As society evolves, technology has taken over more and more. The question is, will this destroy or better perfect our lives ?
A leading force behind this evolution is Artificial Intelligence which focuses on machines designed to be intelligent enough to work and react like humans. It was created to essentially facilitate human tasks. Still, how much power should we be giving technology, and how soon will it be before it takes over?
Well, too much of everything and anything is dangerous and so is the case with Artificial Intelligence. AI has been proven to pass the hardest medical exams, law exams, write essays just about any topic, and stimulate human reactions. Artificial intelligence (AI) is hitting the mainstream, even though the first form of AI was invented in England way back in 1951.
Nowadays, AI is used in a wide range of applications, from our personal assistants like Alexa and Siri, to cars, factories, and healthcare. Even social has stepped into the future.
Apps like Snapchat and Spotify have inserted an AI option to help assist and make sure the app is as personalized as possible. Since AI is meant to mimic human intelligence, it is used to record data and allow a software to grow accustomed to the human preferences or personality. AI has the power to make massive improvements to our quality of life, but it’s not perfect.
“The development of artificial intelligence could spell the end of the human race,” said the renowned late physicist, Stephen Hawkins.
Other than advancement, AI opens doors for job losses, social manipulation, surveillance, bias, socioeconomic inequality, plagiarism, cheating and much more.

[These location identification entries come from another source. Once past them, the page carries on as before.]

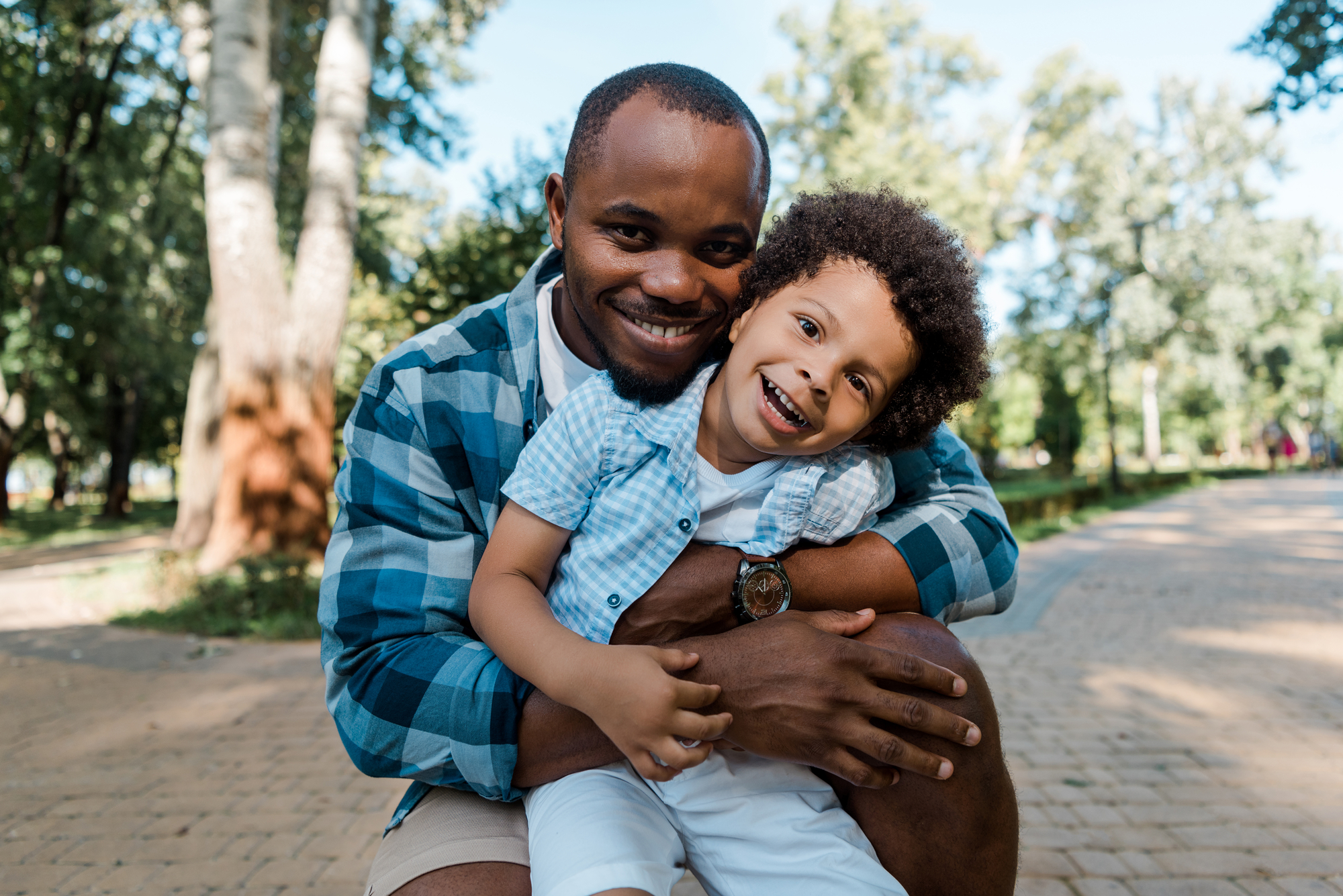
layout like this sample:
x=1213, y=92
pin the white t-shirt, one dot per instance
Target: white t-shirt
x=729, y=505
x=562, y=370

AI has become so popular that schools have had to begin using an Anti-AI software to verify the origins of the information.
Though some express “Kubrickian” consternation (check out the award-winning film, 2001: A Space Odyssey, directed by the notable Stanley Kubrick so you can see what I mean), it is important to realize that hundreds of years ago with the advent of the printing press, some worried that too many young people had their heads buried in books, and in the last century, the same dire warnings were shared regarding the advent of television, and yet most agree, society is better off today with these remarkable inventions.